Back in 2003 the brains trust at US seafood chain Red Lobster came up with a stunning marketing campaign. “Why don’t we offer our customers all-you-can-eat crab?” they said, to a chorus of cheers and high-fives.

The problem:

  • Eating too much crab causes most people to vomit.
  • Eating fast-food-chain-quality crab causes most people to vomit even sooner.
  • In 2003 crab leg prices were at an all-time high.

Unless you were Red Lobster’s resident janitor, this last point was probably the most important, because it meant that if any customer ate more than six crab legs the restaurant would be losing money. And how many did the average customer eat during the promotion? 24.

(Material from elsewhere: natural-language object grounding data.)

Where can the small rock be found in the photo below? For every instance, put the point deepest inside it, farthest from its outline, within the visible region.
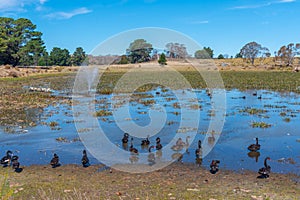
(118, 193)
(193, 189)
(253, 197)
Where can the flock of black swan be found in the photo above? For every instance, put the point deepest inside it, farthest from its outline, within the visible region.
(13, 160)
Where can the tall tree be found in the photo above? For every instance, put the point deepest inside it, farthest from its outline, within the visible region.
(32, 52)
(60, 57)
(252, 50)
(139, 51)
(162, 59)
(78, 56)
(176, 50)
(287, 53)
(15, 37)
(238, 55)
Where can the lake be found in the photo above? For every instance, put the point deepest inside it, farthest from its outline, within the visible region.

The restaurant ran at a fairly severe loss for a few weeks before finally shutting the promotion down.

3) The McD.L.T.

While deconstructed cuisine has become rather big over the last few years, McDonald’s can lay claim to perhaps the first – and worst – example.

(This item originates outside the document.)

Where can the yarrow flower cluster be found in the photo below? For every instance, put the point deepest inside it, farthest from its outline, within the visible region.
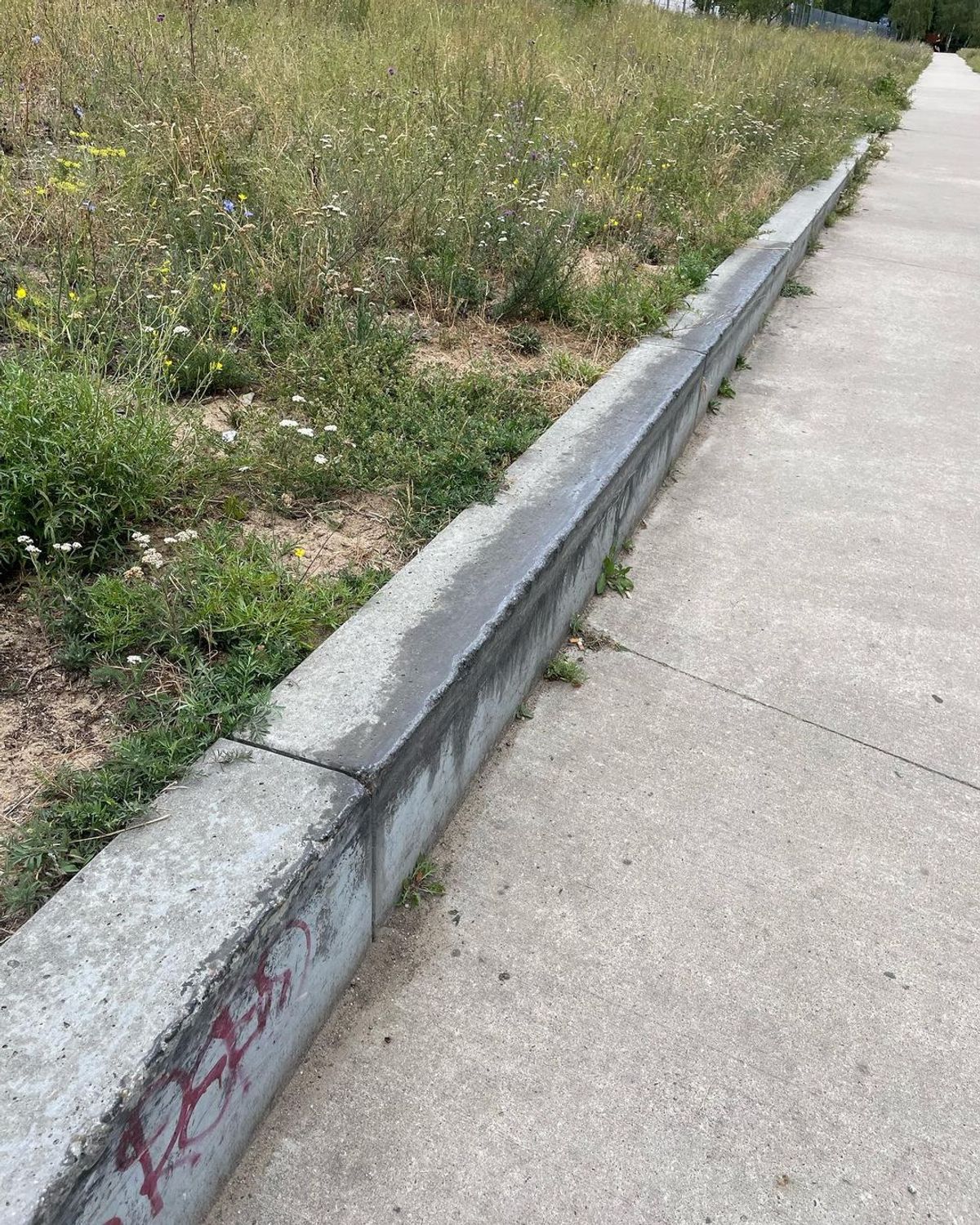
(32, 550)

CONCEPT: Create a double Styrofoam container, and put the hot hamburger ingredients on one side, the cold hamburger ingredients in the other, and let the customer make the burger themselves and enjoy the appropriate temperature levels throughout.

Over and above getting the customer to construct their own burger, McDonald’s saw a huge backlash from environmentalists who were already up in arms about their single Styrofoam container, let alone one that was double the size. The promotion ended in 1990 after a few short and unsuccessful years.